Document Type
Conference Proceeding
Publication Date
2025
Abstract
This paper presents the development and evaluation of an integrated AI & robotic solution for predictive maintenance in smart cities, focusing on urban road defect detection. The proposed system integrates a mobile robot equipped with a high-resolution camera and a GPS module to capture video footage and geolocation data of road surfaces. The collected data is processed using cloud-based AI models, with YOLOv9 and Roboflow 3.0 Object Detection (Fast) identified as the most effective for analyzing footage to detect cracks and potholes. Experimental results validate the system's ability to accurately identify defects and generate timely reports for maintenance teams.

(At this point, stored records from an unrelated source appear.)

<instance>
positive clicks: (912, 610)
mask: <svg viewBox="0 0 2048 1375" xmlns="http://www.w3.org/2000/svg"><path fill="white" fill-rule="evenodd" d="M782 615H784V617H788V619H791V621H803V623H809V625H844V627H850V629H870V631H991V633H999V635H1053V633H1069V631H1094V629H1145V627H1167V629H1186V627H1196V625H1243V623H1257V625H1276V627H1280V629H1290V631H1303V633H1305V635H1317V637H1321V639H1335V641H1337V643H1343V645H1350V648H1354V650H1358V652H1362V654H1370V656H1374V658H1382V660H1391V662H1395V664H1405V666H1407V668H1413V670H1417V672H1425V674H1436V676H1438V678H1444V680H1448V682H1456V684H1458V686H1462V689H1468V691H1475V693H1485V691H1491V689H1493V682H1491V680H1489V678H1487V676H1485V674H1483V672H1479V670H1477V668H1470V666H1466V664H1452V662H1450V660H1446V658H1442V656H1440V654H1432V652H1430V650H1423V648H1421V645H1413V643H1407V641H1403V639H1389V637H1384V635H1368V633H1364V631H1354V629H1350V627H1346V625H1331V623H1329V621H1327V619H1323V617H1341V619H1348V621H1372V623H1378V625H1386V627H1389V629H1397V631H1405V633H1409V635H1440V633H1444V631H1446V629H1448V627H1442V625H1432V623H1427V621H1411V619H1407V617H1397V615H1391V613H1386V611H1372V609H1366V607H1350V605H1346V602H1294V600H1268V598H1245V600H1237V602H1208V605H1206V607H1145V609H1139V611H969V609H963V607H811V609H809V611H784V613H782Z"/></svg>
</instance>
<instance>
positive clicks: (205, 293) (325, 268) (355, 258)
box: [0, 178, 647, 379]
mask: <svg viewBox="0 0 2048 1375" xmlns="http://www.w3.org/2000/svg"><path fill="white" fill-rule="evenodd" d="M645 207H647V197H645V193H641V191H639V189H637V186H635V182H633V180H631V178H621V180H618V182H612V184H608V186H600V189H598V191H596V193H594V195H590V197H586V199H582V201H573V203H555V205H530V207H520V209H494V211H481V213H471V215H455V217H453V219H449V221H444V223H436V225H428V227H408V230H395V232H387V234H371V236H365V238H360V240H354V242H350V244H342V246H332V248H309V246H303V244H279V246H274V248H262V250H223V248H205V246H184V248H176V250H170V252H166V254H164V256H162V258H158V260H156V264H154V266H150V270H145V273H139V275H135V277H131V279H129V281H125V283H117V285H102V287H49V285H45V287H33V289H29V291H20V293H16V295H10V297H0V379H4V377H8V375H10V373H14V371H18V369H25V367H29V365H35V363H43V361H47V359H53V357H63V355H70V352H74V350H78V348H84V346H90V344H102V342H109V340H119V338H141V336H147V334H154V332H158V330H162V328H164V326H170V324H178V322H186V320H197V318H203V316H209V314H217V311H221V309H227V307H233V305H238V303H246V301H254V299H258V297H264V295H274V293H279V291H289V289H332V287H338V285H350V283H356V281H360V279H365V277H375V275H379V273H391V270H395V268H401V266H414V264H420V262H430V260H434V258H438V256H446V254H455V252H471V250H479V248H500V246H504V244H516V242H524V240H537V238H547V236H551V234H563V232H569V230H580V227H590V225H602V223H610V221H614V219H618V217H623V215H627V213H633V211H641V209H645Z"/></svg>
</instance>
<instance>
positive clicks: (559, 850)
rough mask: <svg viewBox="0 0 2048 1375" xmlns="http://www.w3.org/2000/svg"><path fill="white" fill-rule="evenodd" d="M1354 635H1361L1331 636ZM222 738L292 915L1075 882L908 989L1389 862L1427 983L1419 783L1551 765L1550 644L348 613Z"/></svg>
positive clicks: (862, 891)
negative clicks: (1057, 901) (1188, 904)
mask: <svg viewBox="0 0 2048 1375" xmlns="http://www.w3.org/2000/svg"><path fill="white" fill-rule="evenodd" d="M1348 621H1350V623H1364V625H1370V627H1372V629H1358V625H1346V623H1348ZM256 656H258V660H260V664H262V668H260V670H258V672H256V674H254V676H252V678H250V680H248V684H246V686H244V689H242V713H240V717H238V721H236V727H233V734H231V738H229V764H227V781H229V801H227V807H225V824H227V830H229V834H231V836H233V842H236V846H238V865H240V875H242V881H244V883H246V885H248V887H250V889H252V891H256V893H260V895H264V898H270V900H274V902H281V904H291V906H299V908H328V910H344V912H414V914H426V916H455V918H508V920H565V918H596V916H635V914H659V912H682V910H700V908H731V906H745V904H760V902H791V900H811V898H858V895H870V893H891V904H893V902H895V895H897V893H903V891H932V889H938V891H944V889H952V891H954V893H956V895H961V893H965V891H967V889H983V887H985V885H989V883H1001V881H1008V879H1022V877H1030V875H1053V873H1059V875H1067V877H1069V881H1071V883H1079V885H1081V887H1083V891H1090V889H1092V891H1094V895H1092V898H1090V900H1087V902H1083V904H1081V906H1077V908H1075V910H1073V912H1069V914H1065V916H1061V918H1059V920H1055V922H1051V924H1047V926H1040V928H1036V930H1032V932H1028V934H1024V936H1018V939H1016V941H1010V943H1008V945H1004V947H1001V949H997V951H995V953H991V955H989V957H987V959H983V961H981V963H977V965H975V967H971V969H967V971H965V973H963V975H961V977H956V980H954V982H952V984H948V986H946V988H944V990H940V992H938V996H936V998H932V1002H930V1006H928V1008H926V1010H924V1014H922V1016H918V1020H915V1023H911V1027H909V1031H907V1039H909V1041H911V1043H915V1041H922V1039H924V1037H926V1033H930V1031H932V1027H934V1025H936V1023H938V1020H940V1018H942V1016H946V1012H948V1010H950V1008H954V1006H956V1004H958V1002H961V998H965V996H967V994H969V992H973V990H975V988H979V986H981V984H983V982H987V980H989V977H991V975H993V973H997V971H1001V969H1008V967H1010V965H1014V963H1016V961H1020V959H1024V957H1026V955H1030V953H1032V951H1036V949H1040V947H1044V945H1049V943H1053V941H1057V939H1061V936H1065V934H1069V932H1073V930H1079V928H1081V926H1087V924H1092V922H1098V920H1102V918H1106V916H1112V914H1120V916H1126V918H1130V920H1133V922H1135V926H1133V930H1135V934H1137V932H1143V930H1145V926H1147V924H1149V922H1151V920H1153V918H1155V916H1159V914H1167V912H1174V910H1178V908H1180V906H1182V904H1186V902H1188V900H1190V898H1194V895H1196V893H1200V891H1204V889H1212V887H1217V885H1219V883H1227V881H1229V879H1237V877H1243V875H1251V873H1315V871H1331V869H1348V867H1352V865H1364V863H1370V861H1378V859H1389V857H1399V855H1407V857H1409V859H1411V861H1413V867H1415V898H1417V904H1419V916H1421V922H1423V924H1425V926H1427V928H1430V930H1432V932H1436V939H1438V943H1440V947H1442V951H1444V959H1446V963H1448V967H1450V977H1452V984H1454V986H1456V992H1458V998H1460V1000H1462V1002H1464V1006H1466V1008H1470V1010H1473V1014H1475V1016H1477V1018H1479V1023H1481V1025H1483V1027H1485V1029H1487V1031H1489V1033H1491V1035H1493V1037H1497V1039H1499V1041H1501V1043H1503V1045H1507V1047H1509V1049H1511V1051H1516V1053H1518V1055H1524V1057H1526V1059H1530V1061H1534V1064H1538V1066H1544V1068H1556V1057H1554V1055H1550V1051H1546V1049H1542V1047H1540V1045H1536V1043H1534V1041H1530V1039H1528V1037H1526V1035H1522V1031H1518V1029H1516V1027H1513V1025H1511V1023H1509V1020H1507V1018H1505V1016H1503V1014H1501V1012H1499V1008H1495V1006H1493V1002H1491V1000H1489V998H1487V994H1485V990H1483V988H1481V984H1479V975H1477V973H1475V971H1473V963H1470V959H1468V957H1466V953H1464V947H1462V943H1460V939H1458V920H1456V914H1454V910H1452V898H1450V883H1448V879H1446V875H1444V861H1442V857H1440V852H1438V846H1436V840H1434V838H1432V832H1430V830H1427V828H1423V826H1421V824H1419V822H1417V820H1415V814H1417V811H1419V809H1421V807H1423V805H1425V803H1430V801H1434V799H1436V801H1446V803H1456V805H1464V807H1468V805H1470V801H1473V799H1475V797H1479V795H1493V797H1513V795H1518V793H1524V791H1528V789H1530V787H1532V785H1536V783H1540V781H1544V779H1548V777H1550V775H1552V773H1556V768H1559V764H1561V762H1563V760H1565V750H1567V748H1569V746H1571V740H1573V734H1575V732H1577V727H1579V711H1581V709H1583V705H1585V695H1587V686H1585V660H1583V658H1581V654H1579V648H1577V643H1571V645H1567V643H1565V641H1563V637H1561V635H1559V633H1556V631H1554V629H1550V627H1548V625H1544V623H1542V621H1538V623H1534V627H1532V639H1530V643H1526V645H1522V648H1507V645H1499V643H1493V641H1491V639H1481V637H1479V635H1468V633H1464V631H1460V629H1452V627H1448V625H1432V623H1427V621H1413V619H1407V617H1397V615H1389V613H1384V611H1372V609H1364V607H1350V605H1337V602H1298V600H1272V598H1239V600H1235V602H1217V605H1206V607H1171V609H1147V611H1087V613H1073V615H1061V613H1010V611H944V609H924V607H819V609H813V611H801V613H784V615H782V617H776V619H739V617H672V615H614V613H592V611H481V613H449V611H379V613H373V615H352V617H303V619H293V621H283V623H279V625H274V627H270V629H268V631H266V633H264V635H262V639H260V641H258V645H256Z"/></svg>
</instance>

While the approach proved effective in reducing maintenance costs, improving road safety, and extending infrastructure lifespan, limitations were identified, including GPS inaccuracies within a few meters and the challenges posed by an insufficient dataset. These findings emphasize the potential of robotic systems for enhancing urban infrastructure management while highlighting areas for future improvement.
Recommended Citation
Mahmoud Khedr & Mostafa Abdelaziz. “AI-Driven Robotic System for Predictive Maintenance: Urban Road Defect Detection in Smart Cities” 2024 6th 2024 International Conference on Computer and Applications (ICCA 2024), IEEE, 2025.